A oscuras
Ecuaciones de Combustión
La atmósfera en la sala común de la U.A. era la habitual de un jueves por la tarde: Denki y Mineta discutían sobre algún videojuego, lida movía los brazos de forma robótica mientras regañaba a alguien por dejar una taza sucia, y Midoriya garabateaba frenéticamente en uno de sus cuadernos. Sin embargo, para Junko Aoi, el mundo se sentía extrañamente distorsionado, como si alguien hubiera subido el volumen de sus sentidos y bajado el de su paciencia.
Sentada en uno de los sofás individuales, Junko intentaba concentrarse en un libro de tácticas avanzadas, pero su mirada se desviaba inevitablemente hacia la mesa alta donde Bakugo estaba sentado.
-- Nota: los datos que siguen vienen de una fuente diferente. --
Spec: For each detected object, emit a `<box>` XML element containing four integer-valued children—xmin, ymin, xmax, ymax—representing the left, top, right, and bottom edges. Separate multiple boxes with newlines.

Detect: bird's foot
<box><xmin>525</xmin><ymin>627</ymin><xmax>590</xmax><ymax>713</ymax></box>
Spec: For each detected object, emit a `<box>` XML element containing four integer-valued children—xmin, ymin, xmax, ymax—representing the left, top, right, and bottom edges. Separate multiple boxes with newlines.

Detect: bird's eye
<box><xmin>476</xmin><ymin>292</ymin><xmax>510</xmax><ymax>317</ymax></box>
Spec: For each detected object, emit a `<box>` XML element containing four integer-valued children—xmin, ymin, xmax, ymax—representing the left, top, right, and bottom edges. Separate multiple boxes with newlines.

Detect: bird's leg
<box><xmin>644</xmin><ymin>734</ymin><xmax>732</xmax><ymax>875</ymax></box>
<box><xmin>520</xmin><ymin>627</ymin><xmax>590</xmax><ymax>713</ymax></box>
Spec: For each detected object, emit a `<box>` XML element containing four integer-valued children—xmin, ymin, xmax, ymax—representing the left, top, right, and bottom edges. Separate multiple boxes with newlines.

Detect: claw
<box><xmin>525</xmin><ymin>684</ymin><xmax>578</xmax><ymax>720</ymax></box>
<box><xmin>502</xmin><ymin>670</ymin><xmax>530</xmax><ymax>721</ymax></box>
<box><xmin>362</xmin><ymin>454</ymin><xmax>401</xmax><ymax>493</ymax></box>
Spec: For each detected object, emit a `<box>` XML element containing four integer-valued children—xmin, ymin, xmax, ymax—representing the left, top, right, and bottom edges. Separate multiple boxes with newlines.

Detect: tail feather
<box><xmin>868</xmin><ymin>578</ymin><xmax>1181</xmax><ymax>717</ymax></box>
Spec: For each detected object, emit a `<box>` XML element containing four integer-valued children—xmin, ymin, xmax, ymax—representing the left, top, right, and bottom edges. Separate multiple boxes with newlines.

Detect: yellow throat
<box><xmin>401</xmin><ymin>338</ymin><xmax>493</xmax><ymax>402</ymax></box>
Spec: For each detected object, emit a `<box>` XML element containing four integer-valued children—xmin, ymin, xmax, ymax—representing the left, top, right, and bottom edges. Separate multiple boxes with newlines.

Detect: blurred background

Él no estaba gritando. De hecho, estaba inusualmente silencioso, con los auriculares puestos y el ceño fruncido sobre un cuaderno de notas. El roce de su piel contra la de él esa misma mañana, durante el entrenamiento, todavía le quemaba en el recuerdo.
—Aoi, ¿estás bien? Estás leyendo la misma página desde hace diez minutos —comentó Jirou, sentándose cerca con su bajo en el regazo.
Junko parpadeó, recomponiéndose al instante. Sus ojos violetas recuperaron su brillo sarcástico.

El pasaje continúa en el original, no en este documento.